Cranswick plc (LSE: CWK), a UK-based food producer specialising in premium, fresh, and added-value products, released a trading update for the 13 weeks ending 28 June 2025. The company reported that revenue increased 9.7% year-on-year (YoY), with growth recorded across all product categories. The recently acquired Blakemans business contributed in line with expectations following its integration in May 2025. Cranswick's like-for-like revenue rose by 7.9% during the period, underpinned by volume gains linked to new business wins and enhanced cooperation with key strategic retail partners. The company also noted continued momentum in its premium protein ranges, reflecting demand among health-conscious consumers.

The reinstatement of the Norfolk fresh pork facility’s export license to China effective since December 2024 playing a significant role in supporting international revenue. The poultry division also saw elevated performance, largely due to increased orders from a core retail client at the Eye site and the onboarding of new premium retail contracts at the Cooked and Prepared Poultry sites. Cranswick’s Pet Products division experienced a notable increase in revenue, driven by the rollout of supply to Pets at Home. The company confirmed it has now secured new premium own-label business with the pet retailer, with supply scheduled to commence later in the year.

Cranswick is accelerating capital expenditure across its production facilities and farming operations. The company said it is making progress on multiple earnings-enhancing capital projects and confirmed an additional GBP 14 million investment into the Lincoln Pet Products site. This allocation is aimed at boosting capacity and widening the product offering. This investment activity is part of a broader strategy to enhance efficiency, support capacity growth, and align production with evolving customer needs. Cranswick currently operates 23 production facilities across the UK and maintains integrated pig and poultry farming operations.

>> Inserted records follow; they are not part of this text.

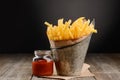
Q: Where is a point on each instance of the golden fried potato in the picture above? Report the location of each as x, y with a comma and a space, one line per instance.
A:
66, 31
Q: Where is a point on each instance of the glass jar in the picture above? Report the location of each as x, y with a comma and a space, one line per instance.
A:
42, 64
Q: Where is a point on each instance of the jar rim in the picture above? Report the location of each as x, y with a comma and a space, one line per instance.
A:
41, 52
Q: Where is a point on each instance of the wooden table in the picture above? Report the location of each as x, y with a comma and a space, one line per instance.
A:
18, 67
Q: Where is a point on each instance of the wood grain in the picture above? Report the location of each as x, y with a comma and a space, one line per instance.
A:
18, 67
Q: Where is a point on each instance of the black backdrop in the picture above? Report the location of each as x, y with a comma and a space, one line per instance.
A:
23, 30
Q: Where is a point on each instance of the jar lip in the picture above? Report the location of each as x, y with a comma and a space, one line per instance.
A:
41, 52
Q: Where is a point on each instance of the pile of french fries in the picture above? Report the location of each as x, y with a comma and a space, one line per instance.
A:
66, 31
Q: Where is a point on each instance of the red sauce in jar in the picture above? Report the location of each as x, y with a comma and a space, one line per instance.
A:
42, 68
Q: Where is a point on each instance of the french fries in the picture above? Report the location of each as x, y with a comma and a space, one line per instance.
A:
66, 31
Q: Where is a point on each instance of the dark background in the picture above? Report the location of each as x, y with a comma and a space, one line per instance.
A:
22, 26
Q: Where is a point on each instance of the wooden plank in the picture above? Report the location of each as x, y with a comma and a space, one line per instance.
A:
18, 67
86, 78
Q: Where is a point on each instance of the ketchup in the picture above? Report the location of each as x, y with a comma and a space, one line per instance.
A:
42, 64
42, 68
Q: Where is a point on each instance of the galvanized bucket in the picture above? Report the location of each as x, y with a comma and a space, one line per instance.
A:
69, 55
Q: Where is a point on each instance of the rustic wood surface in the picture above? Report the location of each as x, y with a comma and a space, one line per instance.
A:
18, 67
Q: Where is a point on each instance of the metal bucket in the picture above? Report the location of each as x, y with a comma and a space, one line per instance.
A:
69, 59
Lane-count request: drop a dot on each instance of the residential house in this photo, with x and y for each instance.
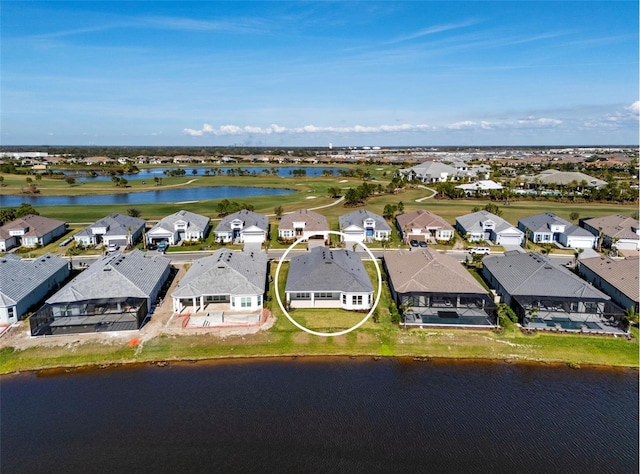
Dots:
(304, 224)
(116, 293)
(25, 283)
(480, 188)
(363, 226)
(545, 295)
(328, 278)
(617, 278)
(430, 172)
(618, 230)
(114, 229)
(30, 231)
(547, 228)
(423, 225)
(483, 225)
(226, 287)
(178, 227)
(243, 227)
(434, 289)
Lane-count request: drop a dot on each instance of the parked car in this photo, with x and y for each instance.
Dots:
(480, 251)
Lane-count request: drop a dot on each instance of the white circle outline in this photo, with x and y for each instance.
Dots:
(318, 333)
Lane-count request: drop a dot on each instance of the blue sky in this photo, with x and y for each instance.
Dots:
(418, 73)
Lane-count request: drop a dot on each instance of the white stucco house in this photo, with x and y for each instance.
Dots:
(180, 226)
(242, 227)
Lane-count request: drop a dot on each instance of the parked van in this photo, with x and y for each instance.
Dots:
(480, 251)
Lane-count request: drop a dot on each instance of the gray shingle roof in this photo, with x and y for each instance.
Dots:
(248, 217)
(114, 276)
(225, 272)
(357, 218)
(429, 271)
(116, 224)
(38, 225)
(323, 269)
(20, 277)
(621, 274)
(196, 222)
(472, 222)
(533, 274)
(313, 220)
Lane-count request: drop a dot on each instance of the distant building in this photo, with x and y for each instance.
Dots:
(547, 228)
(30, 231)
(617, 229)
(24, 283)
(244, 227)
(363, 226)
(483, 225)
(304, 223)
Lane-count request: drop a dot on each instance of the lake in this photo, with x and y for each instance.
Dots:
(150, 173)
(322, 415)
(177, 195)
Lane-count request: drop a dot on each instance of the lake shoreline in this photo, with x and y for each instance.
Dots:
(315, 358)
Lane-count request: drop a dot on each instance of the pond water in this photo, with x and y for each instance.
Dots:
(150, 173)
(322, 415)
(177, 195)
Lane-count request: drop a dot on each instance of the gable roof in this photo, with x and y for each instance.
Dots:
(313, 221)
(20, 277)
(429, 271)
(249, 218)
(621, 274)
(37, 226)
(472, 222)
(616, 225)
(323, 269)
(533, 274)
(225, 272)
(422, 219)
(195, 222)
(357, 218)
(116, 224)
(115, 276)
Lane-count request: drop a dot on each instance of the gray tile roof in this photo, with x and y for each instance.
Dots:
(116, 275)
(225, 272)
(323, 269)
(357, 218)
(196, 222)
(20, 277)
(616, 225)
(313, 220)
(38, 226)
(621, 274)
(533, 274)
(429, 271)
(472, 222)
(116, 224)
(249, 219)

Net debt increased in the quarter due to cash used for the Blakemans acquisition, capex outflows, and seasonal working capital demands. These were partly offset by positive free cash flow generation. In parallel, Cranswick refinanced its banking arrangements during the period, replacing its existing £250 million revolving credit facility with a new GBP 360 million facility on improved terms. The new agreement, which is unsecured and runs until July 2029, includes an option to extend by two years and provides additional headroom of £90 million, available on the same terms.

Cranswick stated that trading performance in Q1FY26 remains aligned with current market expectations. The integration of Blakemans is proceeding in line with internal benchmarks, and the company reiterated its commitment to ongoing investment in infrastructure, operational improvements, and supply chain development.

The company also confirmed that it has made progress in improving animal welfare compliance practices. An external veterinarian-led review of policies and procedures is underway, and an update will be provided in due course. Cranswick’s interim results for the 26 weeks ending 27 September 2025 are scheduled for release on 25 November 2025.

CWK trading at 1.50% higher at GBX 5,400.00 per share as on 28 July 2025.